Trial attorneys confident of the righteousness of their clients' causes are often more persuasive with juries, and true to theory, they often manifest a biased confidence in the cases they are prosecuting or defending. Regardless of whether they realize it, they commit to maintaining their confidence. Attorneys may think their confidence isn't threatened by strong arguments from opponents because, on the common-sense view—rejecting the unity of comprehension and belief—they needn't evaluate the argument, only find the best answer. Didn't law school teach them how to argue both sides of a question? But the unity of comprehension and belief bars the attorney from emerging unscathed from genuine argumentative engagement, and at some level, trial attorneys learn this. To understand the argument, they must believe the argument, at least temporarily, but once they believe, they're at risk for being unable to disbelieve it later. We aren't free to believe what we want, except by refusing to comprehend what we reject. People generally fail to understand attacks on their core beliefs, and attorneys are unlikely to understand arguments undermining their confidence.
False confidence creates ostriches
A publicized case of incompetent lawyering illustrates by providing a good example of a trial attorney’s incomprehension: the appellant’s reply brief failed to rebut dispositive case authority, and the appellant's attorney attained notoriety after Judge Richard A. Posner's opinion represented him pictorially as an ostrich. Judge Posner speculated that the attorney was forum shopping by avoiding mention of a panel he sought to avoid, an unlikely explanation, since the 7th Circuit has long had a bullet-proof system of random case assignment. Judge Posner might have unwittingly achieved his second purpose—besides denouncing the attorney's omission to warn other attorneys—pitching the efficiency of visual matter in briefs and opinions. The ostrich picture was a more plausible depiction than the verbal speculation, in that appellant’s attorney truly didn't believe the omitted case was relevant.

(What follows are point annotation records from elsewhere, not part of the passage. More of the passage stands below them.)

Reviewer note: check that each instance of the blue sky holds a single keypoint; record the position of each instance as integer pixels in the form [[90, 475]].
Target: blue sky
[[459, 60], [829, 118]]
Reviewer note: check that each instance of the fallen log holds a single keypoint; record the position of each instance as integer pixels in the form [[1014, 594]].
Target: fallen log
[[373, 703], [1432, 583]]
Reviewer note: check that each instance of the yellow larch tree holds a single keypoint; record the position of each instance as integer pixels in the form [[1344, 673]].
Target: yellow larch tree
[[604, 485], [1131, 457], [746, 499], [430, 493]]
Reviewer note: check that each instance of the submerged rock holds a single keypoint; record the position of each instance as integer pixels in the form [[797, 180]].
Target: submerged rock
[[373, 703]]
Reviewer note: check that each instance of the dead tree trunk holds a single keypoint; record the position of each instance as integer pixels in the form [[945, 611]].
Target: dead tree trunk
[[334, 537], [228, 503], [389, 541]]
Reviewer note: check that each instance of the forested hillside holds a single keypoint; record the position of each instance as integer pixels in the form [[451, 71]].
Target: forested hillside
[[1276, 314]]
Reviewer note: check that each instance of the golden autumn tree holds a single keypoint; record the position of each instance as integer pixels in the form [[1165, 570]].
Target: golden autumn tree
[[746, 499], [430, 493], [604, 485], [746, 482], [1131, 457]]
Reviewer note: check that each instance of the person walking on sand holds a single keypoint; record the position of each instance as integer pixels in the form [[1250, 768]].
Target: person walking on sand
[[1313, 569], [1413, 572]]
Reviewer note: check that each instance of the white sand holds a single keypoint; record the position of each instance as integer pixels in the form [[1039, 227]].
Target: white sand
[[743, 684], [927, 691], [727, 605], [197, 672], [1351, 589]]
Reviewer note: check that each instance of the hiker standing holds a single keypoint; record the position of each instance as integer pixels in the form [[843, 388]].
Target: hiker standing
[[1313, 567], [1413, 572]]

The attorney that Judge Posner ridiculed had served as trial attorney below. What saves legal disputation is that the advantages of self-deception pertain to oral communication, where observers, such as jurors, can detect the involuntary cues—facial, tonal, and postural—betraying the dissimulator. The importance of thoroughly comprehending an argument to refute it argues for a division of labor between talkers and writers.